Gqeberha is home to manufacturers such as VW, Mercedes-Benz, Isuzu and Ford, and an extensive component manufacturing supply chain.

Naamsa president and Isuzu SA CEO Billy Tom said service delivery remained a major impediment to the sector’s growth.

“At municipal level we battle to get officials to understand challenges. For instance, down the road that runs 1km from this venue we have a vehicle storage facility — the robot never works and I worry about accidents. We had to physically connect electricity to our premises to ensure the robots work,” he said.

Tom said the first half of 2025 showed the resilience of South Africa’s vehicle market, which registered a 3% increase in vehicle exports despite the 25,000-unit loss as a result of tariffs imposed by US President Donald Trump.

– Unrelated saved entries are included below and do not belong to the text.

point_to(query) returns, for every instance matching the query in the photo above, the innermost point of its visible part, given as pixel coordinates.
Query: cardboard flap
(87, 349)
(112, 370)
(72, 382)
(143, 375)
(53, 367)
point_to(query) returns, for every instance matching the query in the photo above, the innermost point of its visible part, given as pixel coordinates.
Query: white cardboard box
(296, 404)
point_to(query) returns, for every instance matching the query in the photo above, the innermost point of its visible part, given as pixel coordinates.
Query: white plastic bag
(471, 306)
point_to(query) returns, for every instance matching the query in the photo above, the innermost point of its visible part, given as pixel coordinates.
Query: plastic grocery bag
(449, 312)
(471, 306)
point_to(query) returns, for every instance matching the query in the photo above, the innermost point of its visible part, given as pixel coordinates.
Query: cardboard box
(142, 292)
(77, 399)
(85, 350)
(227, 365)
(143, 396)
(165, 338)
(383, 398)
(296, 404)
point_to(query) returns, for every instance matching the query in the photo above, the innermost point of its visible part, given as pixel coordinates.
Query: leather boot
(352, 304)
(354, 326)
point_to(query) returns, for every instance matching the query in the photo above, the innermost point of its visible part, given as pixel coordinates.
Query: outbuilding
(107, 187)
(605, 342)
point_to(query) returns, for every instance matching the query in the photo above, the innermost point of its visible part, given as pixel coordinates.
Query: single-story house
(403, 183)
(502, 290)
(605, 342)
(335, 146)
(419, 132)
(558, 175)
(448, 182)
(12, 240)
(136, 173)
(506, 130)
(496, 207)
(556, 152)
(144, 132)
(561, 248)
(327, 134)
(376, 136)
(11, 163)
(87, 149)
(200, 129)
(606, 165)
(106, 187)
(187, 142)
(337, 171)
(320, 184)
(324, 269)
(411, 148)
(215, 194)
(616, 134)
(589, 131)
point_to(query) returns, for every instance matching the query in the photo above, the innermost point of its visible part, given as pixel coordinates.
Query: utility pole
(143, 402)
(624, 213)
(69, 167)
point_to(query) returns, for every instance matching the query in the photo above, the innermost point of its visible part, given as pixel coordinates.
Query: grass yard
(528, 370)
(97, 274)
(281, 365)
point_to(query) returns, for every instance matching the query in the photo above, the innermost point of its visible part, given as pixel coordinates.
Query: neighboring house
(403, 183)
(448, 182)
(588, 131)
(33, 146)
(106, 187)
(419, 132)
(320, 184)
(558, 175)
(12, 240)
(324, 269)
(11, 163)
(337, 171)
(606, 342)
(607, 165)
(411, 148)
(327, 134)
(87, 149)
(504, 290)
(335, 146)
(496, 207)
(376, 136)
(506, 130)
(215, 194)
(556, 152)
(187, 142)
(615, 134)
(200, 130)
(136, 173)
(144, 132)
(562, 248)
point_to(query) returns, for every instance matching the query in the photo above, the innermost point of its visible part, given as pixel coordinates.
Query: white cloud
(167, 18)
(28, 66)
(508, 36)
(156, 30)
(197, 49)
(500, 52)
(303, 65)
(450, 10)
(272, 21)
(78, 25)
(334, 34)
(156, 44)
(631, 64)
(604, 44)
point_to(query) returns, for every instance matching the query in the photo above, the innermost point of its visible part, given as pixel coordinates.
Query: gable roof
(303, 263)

The Mercedes-Benz plant in East London was hard hit by the tariffs, with the US market being a key destination for its sole product, the C-Class. Newly-appointed co-CEO Abey Kgotle said the company continues to evaluate its options, but no decision has yet been taken around the future of the facility, which has been in operation since 1958.

Toyota SA CEO Andrew Kirby called for a revision of the taxes applying to cars built locally to stimulate the market and stave off cheaper Chinese contenders.

BMW SA CEO Peter van Binsbergen noted that South Africa now accounts for over half of the continent’s automotive production, with Germany, the UK and France being the top three destinations for exports. With the looming EU and UK market bans on internal combustion engine (ICE) vehicles, Van Binsbergen believes Africa has the potential to become a key player in the global EV value chain due to its abundance of mineral resources.

Thato Magasa, CEO of Mitsubishi and Tata under the Motus banner, remarked that new car buyers in South Africa were overwhelmed with choice, as there are as many as 50 passenger car brands and more than 2,200 model derivatives available.

Toyota SA CEO Andrew Kirby called for a revision of the taxes applying to cars built locally to stimulate the market and stave off cheaper Chinese contenders.

“Luxury tax of ad valorem made sense in 1995, but we are now taxing lower-end vehicles as if they were premium products,” he said. Kirby believes the new domestic vehicle market, which accounts for just under 600,000 unit sales a year, has the potential to grow beyond 700,000 units.

“A big gap lies in local supply, in 2024 we talked about 412,000 locally-produced vehicles ― we achieved a fraction of that, at 180,000 units.”

Kirby said 2024’s export performance was remarkable under the circumstances, tallying 387,000 units, close to the prediction of 432,000. He said the motor industry needed to diversify export destinations beyond the EU and UK.

“We don’t want to be relegated to being a conventional ICE manufacturing base; it might be fine for the next five years, but it will prove disastrous in the coming decade.”

Numsa general secretary Irvin Jim called on the government to protect the domestic market, blasting Chinese importers for the flood of cheaper components and vehicles.

He said that in 2018 Chinese and Indian imports accounted for less than 1% of the market, a figure that has risen to 26%.

“We need to claw back the market, foreign brands must set up plants in South Africa and localise. Local content in vehicle production is going backwards, to date over 12 component plants have shut down.”